Подойдя к крайнему подъезду, Вадим остановился и вытащил из кармана складной нож. Лезвие пропахало его ладонь, выпуская наружу кровоток, и этой кровью Вадим нарисовал на лице знаки, позволяющие увидеть терратов. Он поднял голову и заметил, как по ступенькам спускаются двое – высокие, в кожаных куртках. Вадим не сразу сообразил, в чем дело, а дальше было уже поздно – на него накинулись, пытаясь выбить нож из руки. Отступая, он попытался переключится на иное, магическое зрение и увидел двух монстров, размахивающих волосатыми клешнями. С их клыков текла едкая желтая слюна, суставчатые усики улавливали любое движение противника. Вадим развернулся и бросился было бежать, но в плечо впилась семипалая когтистая конечность, швырнувшая его на асфальт. Сквозь багровую пелену боли Вадим увидел, как терраты склонились над ним, что-то шипя пульсирующими пастями, похожими на алые сфинктеры. Один из них протянул к нему уродливую лапу, и Вадим полоснул по ней, отрубив два пальца. Террат взвизгнул, закружился на месте, зажимая рану. Второй зашипел еще громче и ударил тяжелым ботинком в висок мужчины. Темнота отвесной стеной рухнула на сознание Вадима, погружая все окружающее в благословенный мрак.
* * *
Он лежал в полутьме на полу пустой комнаты, окно которой было заклеено старыми выцветшими газетами. Сквозь щели между бумагой внутрь проникали иглы лучей больного солнца, пронзая спертый воздух золотыми шпагами насквозь. Вадим попытался пошевелиться и понял, что не может двинуться – тело охватил жестокий паралич, словно он был мухой, отравленной паучьим ядом. Скосив глаза, ему удалось разглядеть сидящего на корточках рядом с ним террата – тот сбросил свою человеческую личину и выглядел как ночной кошмар отравившегося мухоморами психонавта. Протянув вперед лапу, монстр коснулся длинным когтем-серпом плеча Вадима и вонзил в его плоть черный хитин, позволяя крови свободно стекать на пол. Тяжелые темные капли впитывались в старый скрипучий паркет, на котором была кровью начерчена пентаграмма. В ее центре и лежал Вадим.
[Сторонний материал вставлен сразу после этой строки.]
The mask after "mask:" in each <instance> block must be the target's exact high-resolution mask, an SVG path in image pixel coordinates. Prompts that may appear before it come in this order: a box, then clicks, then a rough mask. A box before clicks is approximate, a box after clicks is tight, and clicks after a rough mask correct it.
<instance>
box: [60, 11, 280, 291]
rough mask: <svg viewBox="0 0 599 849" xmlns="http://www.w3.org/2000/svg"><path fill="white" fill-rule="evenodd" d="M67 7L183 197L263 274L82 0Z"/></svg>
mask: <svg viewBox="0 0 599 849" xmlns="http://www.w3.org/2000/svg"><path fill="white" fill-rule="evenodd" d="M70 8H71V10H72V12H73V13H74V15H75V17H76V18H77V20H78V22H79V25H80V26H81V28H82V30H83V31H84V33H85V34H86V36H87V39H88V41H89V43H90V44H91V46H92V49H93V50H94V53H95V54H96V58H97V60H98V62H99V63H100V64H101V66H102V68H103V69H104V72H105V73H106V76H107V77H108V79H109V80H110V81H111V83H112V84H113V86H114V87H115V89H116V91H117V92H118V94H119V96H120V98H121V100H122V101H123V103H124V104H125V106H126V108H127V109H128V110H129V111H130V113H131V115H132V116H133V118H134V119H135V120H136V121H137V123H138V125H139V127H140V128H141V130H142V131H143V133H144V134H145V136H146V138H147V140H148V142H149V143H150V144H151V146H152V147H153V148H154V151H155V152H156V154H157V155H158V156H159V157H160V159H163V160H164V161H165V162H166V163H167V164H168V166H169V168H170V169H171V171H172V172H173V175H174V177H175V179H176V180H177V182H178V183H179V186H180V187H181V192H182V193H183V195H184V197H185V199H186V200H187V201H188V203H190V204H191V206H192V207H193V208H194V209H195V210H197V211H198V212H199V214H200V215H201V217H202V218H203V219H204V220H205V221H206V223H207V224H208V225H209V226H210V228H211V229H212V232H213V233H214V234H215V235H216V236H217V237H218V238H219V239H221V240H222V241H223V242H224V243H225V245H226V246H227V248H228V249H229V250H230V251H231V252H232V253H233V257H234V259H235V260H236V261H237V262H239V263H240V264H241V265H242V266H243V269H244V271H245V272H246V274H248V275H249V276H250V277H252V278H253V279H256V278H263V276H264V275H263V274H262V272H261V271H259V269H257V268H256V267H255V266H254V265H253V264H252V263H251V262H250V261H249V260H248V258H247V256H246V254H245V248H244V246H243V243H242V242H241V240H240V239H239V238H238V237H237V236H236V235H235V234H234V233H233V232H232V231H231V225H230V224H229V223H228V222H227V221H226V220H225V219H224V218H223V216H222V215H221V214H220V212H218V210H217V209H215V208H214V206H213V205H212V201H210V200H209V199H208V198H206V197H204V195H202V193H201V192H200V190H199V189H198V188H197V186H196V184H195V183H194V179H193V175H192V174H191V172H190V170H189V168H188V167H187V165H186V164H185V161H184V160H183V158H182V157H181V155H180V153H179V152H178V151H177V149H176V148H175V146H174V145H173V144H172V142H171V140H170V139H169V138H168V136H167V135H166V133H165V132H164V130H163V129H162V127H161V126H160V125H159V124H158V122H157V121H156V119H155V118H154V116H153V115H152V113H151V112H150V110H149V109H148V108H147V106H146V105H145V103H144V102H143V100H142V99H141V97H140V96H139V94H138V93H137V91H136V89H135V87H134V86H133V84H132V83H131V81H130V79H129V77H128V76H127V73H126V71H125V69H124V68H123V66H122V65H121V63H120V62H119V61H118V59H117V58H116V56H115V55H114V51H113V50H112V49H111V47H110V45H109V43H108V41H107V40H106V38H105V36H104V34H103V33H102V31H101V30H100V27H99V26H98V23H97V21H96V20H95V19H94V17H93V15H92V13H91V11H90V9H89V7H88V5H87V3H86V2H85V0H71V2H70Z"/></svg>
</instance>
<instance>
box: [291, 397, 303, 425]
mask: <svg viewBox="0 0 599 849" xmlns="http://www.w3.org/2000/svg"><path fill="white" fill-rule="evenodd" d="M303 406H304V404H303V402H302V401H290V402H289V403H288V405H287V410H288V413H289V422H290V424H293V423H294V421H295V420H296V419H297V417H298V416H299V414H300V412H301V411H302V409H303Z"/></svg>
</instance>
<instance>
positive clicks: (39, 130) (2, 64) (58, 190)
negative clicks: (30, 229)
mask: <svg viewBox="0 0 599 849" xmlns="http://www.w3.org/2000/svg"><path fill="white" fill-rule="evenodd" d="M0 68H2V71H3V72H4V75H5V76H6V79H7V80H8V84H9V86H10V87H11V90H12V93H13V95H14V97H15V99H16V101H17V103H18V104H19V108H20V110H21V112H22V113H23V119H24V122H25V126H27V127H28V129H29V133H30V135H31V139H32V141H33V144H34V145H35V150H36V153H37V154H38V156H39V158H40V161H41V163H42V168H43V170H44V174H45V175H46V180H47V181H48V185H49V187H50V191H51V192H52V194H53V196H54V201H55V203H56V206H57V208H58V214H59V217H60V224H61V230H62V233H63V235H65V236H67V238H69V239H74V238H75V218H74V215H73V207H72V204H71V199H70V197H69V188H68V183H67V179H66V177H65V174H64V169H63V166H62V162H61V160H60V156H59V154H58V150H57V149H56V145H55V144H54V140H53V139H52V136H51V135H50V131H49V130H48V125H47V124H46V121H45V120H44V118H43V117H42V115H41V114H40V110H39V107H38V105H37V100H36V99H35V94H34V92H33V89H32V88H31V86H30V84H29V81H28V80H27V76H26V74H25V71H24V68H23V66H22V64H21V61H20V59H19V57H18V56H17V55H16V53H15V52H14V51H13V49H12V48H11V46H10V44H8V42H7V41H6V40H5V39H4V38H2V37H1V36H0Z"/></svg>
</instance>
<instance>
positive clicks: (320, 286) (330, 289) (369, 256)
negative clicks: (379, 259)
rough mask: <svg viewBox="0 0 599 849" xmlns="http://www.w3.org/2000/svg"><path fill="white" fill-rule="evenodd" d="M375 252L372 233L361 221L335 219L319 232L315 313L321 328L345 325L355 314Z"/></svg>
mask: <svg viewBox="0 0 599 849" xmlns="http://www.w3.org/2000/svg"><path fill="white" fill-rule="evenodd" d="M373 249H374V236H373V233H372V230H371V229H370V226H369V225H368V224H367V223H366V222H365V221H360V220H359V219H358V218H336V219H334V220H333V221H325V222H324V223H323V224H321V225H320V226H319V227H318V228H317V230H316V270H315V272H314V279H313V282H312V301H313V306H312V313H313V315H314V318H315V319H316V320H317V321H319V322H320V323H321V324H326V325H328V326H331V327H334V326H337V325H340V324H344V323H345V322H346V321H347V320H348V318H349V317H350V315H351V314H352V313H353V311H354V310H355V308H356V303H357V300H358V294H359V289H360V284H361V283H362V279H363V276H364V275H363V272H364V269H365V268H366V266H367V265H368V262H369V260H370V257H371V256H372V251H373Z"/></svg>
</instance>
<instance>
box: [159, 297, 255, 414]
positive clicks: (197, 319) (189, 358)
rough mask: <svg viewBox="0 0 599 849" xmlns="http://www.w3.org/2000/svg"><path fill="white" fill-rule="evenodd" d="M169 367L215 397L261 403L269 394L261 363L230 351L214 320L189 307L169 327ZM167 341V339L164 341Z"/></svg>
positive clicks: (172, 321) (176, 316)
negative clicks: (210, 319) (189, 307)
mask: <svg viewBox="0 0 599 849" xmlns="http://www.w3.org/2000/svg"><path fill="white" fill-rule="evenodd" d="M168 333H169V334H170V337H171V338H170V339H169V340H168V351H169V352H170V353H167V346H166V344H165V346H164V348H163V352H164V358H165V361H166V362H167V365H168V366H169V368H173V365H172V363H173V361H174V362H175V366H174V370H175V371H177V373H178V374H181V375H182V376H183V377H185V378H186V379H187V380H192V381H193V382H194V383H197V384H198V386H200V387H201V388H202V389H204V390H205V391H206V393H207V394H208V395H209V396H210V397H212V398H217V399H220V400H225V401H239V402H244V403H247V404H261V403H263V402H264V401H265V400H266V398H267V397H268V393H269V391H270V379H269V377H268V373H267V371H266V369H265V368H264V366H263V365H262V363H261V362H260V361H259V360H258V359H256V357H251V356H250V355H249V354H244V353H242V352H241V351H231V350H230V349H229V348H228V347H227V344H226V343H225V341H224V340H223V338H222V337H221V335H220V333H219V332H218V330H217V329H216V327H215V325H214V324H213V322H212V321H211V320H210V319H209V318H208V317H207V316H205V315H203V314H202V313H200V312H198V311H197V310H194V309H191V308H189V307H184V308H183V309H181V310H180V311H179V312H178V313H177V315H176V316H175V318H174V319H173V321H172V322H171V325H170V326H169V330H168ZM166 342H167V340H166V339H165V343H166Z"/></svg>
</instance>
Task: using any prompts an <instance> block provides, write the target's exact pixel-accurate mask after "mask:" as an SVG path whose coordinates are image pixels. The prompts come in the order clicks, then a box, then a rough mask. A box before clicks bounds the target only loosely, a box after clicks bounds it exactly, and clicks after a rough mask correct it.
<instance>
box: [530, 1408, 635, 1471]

Зашипев, террат поднялся и вышел из комнаты. Вскоре он вернулся вместе со вторым чудовищем, одетым в мешковатый балахон с огромным капюшоном. Вдвоем они принялись совершать в воздухе размашистые пассы лапами, издавая при этом визгливые вскрики, точно их пытал невидимый палач. Вадим почувствовал, как по омертвевшему телу от ступней до макушки пробегает холодок, словно его начали гладить чьи-то ледяные ладони. Он вновь попытался встать и тут заметил, как под потолком кружатся чьи-то худые, костистые тела, похожие на обтянутые кожей хвостатые скелеты. Их головы представляли собой шары с торчащим вперед тонким хоботом и тремя парами круглых багровых глаз. Одно из этих полупрозрачных существ опустилось вниз и вошло в тело Вадима, растворившись в нем точно сахар в кипятке. Страшная судорога скрутила его, он почувствовал, как внутри что-то рвется, какие-то невидимые хрящи, мембраны и перепонки, словно вселившаяся в него тварь раздвигает их, пытаясь устроиться поудобнее. За первым чудищем последовало второе, оно вонзило хобот в переносицу Вадима, медленно погружаясь в него, вызывая все новые и новые волны боли. Через хобот в мозг полилась пожирающая сознание отрава, она заполнила всю черепную коробку, вытекая из глаз, носа и ушей едкими желтыми ручейками. Вадим дергался, его трясло, выворачивая суставы, а в голове вспыхивали и гасли жуткие картины, словно кто-то забыл выключить демонстрирующий кадры из преисподней кинопроектор. Бесы вползали в него, пожирая и выжигая все человеческое, они резвились и плясали, будто внутри латексной куклы, и Вадим видел, как на коже проступают странные и страшные символы нелюдского языка. Когда последний бес слился с ним, он изогнулся в дикой конвульсии и опять потерял сознание.